桃太郎は腰に差した竹刀を左手に握り締め、辺りを用心深く見渡した。この集落の人々の多くは貧しさから、夜間の明かりに用いる油を節約する為に、日が沈むと早い時間に床に就く。今は子の刻。誰もが寝静まっているはずの時間だ。なぜこのような時間に林から火が上がる? 木造の家屋に住むこの集落の者が、自分の住む家への飛び火の危険を顧みずわざわざ近隣の林に火を放つのか? 桃太郎の中には一つの結論があった。
――やはり、集落の外の者が意図的に林に火を放ったに違いない。そして、集落の人々が混乱の最中に身を置く絶好の襲撃の機会にそれを仕掛けてこないということは、単独、若しくは少人数で行動する輩の仕業に違いない。桃太郎は自らの推理に確信を覚えると、人込みをかき分け、燃え盛る林の方へと近づいて行った。
その林には、集落の人々が洗濯をするのに使っている川が流れ込んでいる。桃太郎はまだ火の手が到達していないその川に沿い、林の中へと足を踏み入れた。奥に進むに連れ、人々の騒ぎ声と警鐘の音が小さくなっていく。炎の熱気を感じなくなる距離まで集落から遠ざかったが、桃太郎は更に林の奥へと足を進めていった。
風が木々を揺らす音。虫たちの囁き。川の流れる音。先程までの喧騒が遠くから聞こえてくる。
――おい。
桃太郎は振り返った。風を切り垂直に振り落とされた鉈を、体を横に投げ、避ける。受け身を取り片手を地に着きしゃがみこんだ体勢で、両手で持った大ぶりな鉈を地面から引き抜く小柄な人影を睨みつける。
「……なんだあ、お前。体がデカい割には案外すばしこいじゃあねえかよ。」
男は引き抜いた鉈を左肩に担いだ。にやりと笑う男は動物の毛皮で拵えた分厚い上着を身に纏っており、顔の下半分を泥だらけの手拭いで覆っていた。男の表情は手拭いで隠されていたが、その堂々とした立ち居振る舞いと声色から、彼がにやついていることを桃太郎は直感した。
「あの炎は、お前の仕業なのか?」
「そうじゃねえわけがあると思うか!?」
男はその小柄な体に似合わぬ野太い声で高らかに笑いながら、桃太郎に切りかかった。横から振り抜かれる鉈を体の二寸前に避ける桃太郎。
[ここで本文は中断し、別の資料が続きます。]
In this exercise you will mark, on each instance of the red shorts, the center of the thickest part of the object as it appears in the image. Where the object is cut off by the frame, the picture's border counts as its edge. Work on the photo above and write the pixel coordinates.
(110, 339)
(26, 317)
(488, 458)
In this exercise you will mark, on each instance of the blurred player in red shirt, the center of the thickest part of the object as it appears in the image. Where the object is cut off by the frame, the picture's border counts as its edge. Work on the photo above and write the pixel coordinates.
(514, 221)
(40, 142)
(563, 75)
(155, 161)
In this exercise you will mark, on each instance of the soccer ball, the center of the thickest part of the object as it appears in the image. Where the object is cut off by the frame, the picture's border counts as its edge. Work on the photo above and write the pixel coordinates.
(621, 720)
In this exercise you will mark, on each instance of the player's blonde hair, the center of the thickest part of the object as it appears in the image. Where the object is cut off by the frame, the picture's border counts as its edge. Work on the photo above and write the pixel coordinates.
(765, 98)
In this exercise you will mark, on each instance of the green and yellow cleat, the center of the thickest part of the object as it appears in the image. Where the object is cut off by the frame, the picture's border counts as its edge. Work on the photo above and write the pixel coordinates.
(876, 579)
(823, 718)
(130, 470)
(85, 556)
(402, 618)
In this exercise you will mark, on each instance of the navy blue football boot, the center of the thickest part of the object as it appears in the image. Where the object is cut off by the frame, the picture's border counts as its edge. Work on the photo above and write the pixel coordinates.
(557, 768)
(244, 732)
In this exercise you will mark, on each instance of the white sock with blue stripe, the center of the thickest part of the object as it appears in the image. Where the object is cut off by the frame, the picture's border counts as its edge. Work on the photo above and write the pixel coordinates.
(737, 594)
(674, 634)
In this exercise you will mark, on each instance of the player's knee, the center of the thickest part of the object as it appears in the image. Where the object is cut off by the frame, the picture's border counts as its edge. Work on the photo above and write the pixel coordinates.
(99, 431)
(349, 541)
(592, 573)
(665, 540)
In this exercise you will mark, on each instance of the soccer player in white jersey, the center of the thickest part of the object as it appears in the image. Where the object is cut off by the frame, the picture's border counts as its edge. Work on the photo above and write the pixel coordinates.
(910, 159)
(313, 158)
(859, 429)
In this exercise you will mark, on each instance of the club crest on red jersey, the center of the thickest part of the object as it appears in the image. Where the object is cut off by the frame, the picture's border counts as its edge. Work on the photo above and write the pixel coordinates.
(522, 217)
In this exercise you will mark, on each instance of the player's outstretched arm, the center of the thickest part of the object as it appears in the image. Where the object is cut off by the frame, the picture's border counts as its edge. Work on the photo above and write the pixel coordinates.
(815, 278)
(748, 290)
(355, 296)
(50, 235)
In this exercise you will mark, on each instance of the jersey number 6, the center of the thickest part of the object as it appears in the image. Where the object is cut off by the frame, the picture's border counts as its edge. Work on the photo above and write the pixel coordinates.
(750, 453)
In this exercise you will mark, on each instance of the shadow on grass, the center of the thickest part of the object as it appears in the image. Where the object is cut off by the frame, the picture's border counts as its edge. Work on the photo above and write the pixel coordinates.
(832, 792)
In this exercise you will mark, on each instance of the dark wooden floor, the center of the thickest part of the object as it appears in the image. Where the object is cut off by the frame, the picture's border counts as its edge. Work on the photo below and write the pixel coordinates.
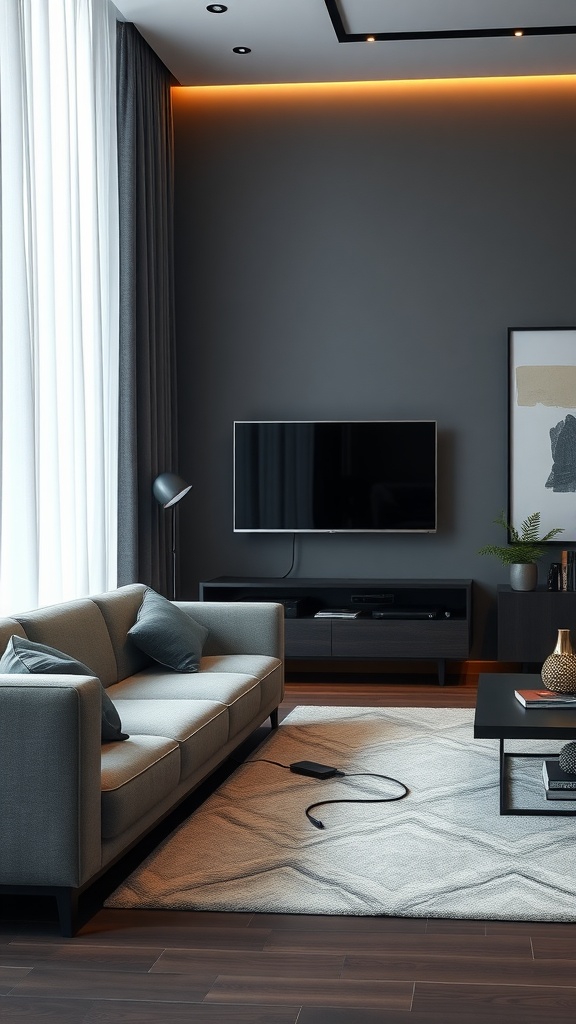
(142, 967)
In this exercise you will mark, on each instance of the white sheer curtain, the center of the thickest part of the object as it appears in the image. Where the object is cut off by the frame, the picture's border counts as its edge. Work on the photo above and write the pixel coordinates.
(58, 301)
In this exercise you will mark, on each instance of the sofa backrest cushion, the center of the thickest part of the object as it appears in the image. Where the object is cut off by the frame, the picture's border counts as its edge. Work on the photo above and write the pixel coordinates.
(76, 628)
(9, 628)
(24, 656)
(119, 608)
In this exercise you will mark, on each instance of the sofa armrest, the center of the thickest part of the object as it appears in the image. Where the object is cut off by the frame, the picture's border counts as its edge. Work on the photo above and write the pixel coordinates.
(240, 627)
(50, 779)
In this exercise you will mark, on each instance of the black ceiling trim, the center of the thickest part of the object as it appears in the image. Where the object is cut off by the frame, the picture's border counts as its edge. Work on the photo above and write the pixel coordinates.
(361, 37)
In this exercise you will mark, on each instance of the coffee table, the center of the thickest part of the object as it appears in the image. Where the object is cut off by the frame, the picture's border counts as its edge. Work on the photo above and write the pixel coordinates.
(500, 716)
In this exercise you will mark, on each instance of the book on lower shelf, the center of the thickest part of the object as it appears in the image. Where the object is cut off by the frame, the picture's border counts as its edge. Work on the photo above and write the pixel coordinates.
(545, 698)
(556, 778)
(561, 795)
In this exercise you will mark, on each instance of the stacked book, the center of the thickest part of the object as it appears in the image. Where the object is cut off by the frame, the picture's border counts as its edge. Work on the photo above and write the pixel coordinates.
(337, 613)
(568, 570)
(559, 784)
(545, 698)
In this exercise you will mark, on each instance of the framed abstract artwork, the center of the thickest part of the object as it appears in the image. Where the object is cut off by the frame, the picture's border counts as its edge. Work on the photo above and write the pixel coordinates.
(542, 428)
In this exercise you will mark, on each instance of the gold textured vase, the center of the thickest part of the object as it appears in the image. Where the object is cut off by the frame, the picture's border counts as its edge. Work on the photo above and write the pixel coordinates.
(559, 671)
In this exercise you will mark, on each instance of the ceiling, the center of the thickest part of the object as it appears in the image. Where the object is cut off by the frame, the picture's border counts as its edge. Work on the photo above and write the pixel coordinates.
(296, 41)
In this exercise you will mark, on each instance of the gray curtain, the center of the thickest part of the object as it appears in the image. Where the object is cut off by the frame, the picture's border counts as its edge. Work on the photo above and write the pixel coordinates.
(148, 416)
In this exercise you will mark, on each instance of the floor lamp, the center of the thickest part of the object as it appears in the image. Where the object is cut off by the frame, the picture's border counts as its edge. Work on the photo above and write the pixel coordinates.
(168, 488)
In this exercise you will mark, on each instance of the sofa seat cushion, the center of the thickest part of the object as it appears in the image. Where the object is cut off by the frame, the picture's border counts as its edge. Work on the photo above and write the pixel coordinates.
(135, 775)
(200, 727)
(240, 693)
(269, 671)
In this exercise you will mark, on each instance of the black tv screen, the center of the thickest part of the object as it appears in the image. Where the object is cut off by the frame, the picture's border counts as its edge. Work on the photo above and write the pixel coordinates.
(335, 476)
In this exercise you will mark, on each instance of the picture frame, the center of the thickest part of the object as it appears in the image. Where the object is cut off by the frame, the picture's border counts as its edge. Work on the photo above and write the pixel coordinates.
(542, 428)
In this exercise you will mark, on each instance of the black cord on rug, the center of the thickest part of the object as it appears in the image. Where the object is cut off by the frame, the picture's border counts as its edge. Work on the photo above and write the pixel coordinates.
(313, 769)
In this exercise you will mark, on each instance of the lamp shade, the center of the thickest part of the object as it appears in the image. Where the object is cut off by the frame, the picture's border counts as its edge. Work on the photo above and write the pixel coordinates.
(168, 488)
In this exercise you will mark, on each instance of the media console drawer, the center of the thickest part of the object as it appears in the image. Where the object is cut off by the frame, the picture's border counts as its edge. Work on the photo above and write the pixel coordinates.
(309, 637)
(401, 638)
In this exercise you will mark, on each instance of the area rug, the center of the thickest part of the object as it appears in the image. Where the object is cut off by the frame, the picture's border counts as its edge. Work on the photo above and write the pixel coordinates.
(442, 852)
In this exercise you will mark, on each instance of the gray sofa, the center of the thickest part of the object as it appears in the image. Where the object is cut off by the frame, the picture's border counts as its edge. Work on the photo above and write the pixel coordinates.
(72, 805)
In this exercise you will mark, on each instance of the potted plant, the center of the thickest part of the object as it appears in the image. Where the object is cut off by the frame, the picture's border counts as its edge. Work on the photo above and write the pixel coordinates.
(526, 547)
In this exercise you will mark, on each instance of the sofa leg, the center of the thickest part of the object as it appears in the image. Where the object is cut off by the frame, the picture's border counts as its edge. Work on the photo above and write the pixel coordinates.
(67, 900)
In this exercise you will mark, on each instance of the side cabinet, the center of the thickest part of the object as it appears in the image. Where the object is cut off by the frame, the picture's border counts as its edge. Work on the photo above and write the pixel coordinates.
(529, 621)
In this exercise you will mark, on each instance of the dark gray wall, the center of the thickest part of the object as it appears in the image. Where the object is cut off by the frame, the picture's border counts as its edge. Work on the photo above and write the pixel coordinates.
(360, 253)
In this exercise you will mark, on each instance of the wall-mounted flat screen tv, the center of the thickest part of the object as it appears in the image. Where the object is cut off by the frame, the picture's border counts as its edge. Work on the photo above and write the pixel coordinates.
(335, 476)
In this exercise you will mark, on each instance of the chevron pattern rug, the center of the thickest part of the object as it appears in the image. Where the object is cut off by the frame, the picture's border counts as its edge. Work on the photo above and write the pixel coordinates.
(442, 852)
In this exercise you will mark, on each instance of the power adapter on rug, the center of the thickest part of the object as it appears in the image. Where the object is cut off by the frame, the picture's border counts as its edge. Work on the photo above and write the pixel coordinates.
(314, 770)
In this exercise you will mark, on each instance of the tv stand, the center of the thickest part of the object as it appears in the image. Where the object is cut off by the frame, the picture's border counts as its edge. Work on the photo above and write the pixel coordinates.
(428, 620)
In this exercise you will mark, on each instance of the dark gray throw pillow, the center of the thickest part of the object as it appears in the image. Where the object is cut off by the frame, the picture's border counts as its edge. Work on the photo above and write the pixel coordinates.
(23, 656)
(167, 634)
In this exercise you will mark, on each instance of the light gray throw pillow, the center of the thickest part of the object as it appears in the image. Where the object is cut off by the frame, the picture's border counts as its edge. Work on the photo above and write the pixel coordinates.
(167, 634)
(24, 656)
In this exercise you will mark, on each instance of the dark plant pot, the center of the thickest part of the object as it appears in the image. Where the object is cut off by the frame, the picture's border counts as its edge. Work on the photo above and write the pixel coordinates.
(524, 576)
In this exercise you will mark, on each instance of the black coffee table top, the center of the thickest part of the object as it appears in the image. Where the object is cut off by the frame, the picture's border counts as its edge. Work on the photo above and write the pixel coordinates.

「おいおいおいおい、どうしたんだよ。避けているだけじゃ、そのうち殺されちまうぞ?」
桃太郎はよろけた体勢を立て直し、左の腰に差した竹刀の柄に右手を掛けた。
「お前は鬼の手下というヤツか。数日前からこの集落に偵察に現れたと見える。」
男は再び鉈を肩に担ぎ、感心した様子で笑い声をあげた。
「ほう、なかなかに鋭いヤツと見えるな。そうだ、既に知られているなら隠すこともないだろう。俺達はこの集落を暫くの間観察していた。人々がどのように生活し、何時ごろに床に就き、そして不測の事態が起こった際にどのような行動を取るのかをな……!」
「しかしながらだ……」
担いだ鉈を両の手に握り、その刃先を桃太郎に向けた。
「予想外だったぞ、お前みたいな頭が切れ、そして屈強な体を持った若造がこの集落に存在していたということはな。だが……」
男は重心を落とし、後ろに引いた足の踵を宙に浮かせた。
――刹那、身を屈めた男の体が桃太郎の懐に入り込んだ。
「殺しちまえば、関係ねえ。」
桃太郎は眼下に潜り込んだ男の腰を目掛けて竹刀を振り下ろした。男は腰骨が砕ける鈍い音と共に、地面に叩き付けられた。
「おい、お前……。あんな隙だらけの立合姿をしていたのに……。」
息を上げ、地面に這いつくばる男からは闘志が消え去っていた。
「生憎、この集落には立合の師となるものは居なくてな。俗世から離れて暮らしているから知らないか? 居合と呼ばれる技術が存在していることを。」
桃太郎は男が気を失ったことを確認すると、竹刀で体を支えながら地面に片膝をついた。